Tuesday, 24 April, 2001 - 22:00
PERTH-based company Australian Indian Resources is embarking on a venture promoted as being at the forefront of the world’s largest mining boom.

The project coincides with predictions of significant domestic market growth in India and forecasts of rising world mineral prices from 2003.

Encouraged by the presence of both Rio Tinto and BHP in the region, AIR chairman and executive director Mr Charles Devenish maintains India’s legal system and pool of technical expertise bode well for the country becoming one of the economic and political giants of the 21st century.

Armed with 4000 years of recorded metal production, geological data from British administrative times and the more recent Geological Survey of India, Mr Devenish is forecasting initial success with gold, nickel and zinc projects in India.

“The region has been virtually untouched since 1947, and was previously explored on very small budgets, so what we’re looking at is a completely virgin mineral-rich country. It’s very easy to follow what’s gone on before, so it’s literally being delivered on a plate,” Mr Devenish said.

Through an issue of shares in unlisted AIR division Rama Mines, AIR is seeking to raise A$1.6 million to invest in its Indian exploration tenements.

The offer, to close at the end of June, will allow AIR to initially drill a major gold project and to acquire, via incorporation into an offshore investment company in Mauritius, Indian gold companies to list on the Mumbai Stock Exchange.

To raise additional funds for projects undertaken by the Mumbai-listed company, AIR will offer 40 per cent of the Indian entity to Indian investors.

Mr Devenish is particularly optimistic about the company’s proposed gold ventures.

With a large middle class already purchasing US$6 billion of imported gold annually and making 1,000,000 trades per day on the Mumbai Stock Exchange, and 40 million stock traders throughout India’s exchanges, Mr Devenish is forecasting women gold-buyers will be particularly keen to purchase shares in gold companies.

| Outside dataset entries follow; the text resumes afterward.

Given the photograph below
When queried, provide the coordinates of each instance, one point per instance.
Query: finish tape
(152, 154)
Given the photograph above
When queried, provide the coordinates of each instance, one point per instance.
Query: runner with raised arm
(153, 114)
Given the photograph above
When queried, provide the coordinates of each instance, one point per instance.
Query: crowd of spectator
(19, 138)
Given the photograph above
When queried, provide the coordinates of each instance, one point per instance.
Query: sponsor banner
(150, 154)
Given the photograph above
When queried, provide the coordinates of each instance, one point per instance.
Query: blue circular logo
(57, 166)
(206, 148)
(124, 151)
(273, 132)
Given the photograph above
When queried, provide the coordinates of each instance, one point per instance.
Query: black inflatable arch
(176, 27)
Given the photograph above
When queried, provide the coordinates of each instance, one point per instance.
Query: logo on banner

A mini-survey of such women has convinced Mr Devenish they are prepared to borrow capital and sell other non-gold assets to invest in potentially lucrative gold ventures.

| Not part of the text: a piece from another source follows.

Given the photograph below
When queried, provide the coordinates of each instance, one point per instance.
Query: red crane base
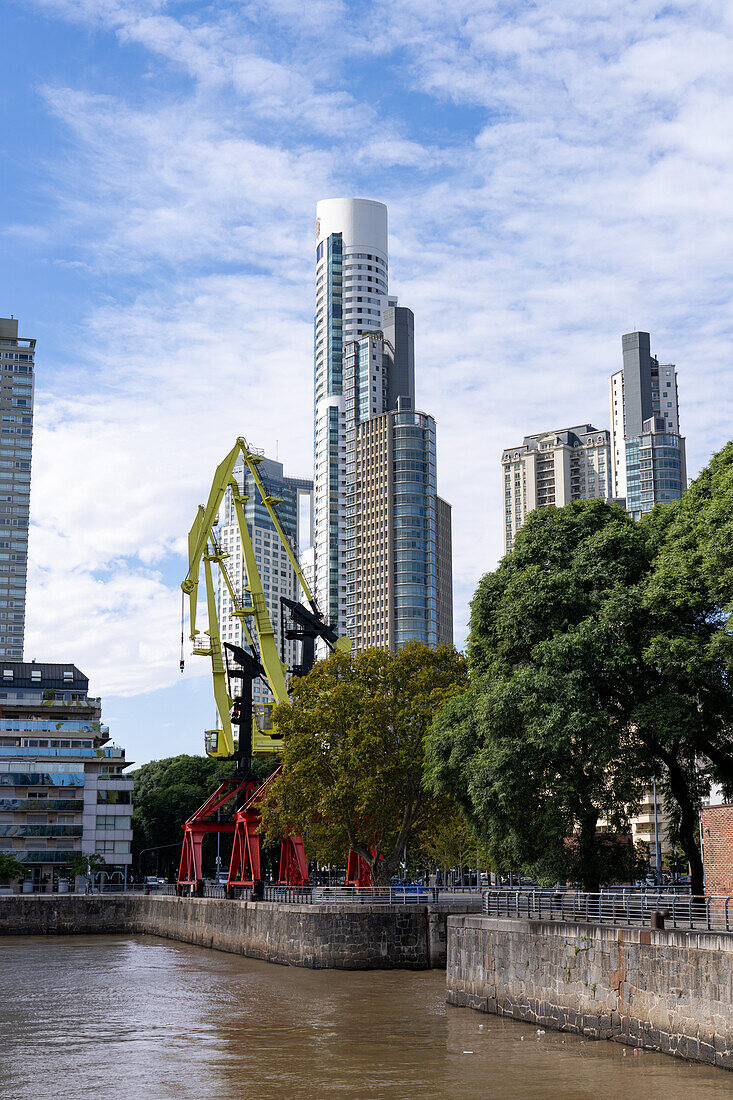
(196, 827)
(244, 868)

“With careful promotion, these women will drive the market, one with enormous investor potential. We’re tapping into between 300 and 400 million gold-addicted Indians,” Mr Devenish said.

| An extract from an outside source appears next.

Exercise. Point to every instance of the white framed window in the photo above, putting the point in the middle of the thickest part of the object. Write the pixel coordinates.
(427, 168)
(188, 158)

With India importing all its nickel, Mr Devenish can likewise see “great potential” for AIR with this metal.

“There have been some very interesting ‘sniffs’,” he said. “That will be our next great effort after gold.”

The company also has interests in a Kolari zinc prospect, with a proven eight million-tonne seven per cent zinc resource. The prospect has never been drilled to the 300 metre depth deemed necessary to determine true zinc reservoirs, and is now estimated to be capable of producing 40 million tonnes.

In a strategic move, Mr Devenish is forming an Indian mining foundation to facilitate capital flow to mining companies willing to develop facilities to support sustained economic development in local communities. Using personal equity to establish the foundation, Mr Devenish envisages the fund will attract sufficient investment to allow mining companies to install twice the power and water requirements needed for mining operations, hence supporting other cottage industries and mini economies in local communities.

Through subsidiaries and joint ventures, AIR holds 60 tenements covering 36,000 square kilometres in eight Indian states.

“It’s India’s turn for a speculative boom to increase investment,” Mr Devenish said.

Association of Mining and Exploration Companies chief executive officer Mr George Savell said India’s government and mining services companies were promoting India’s mining reserves.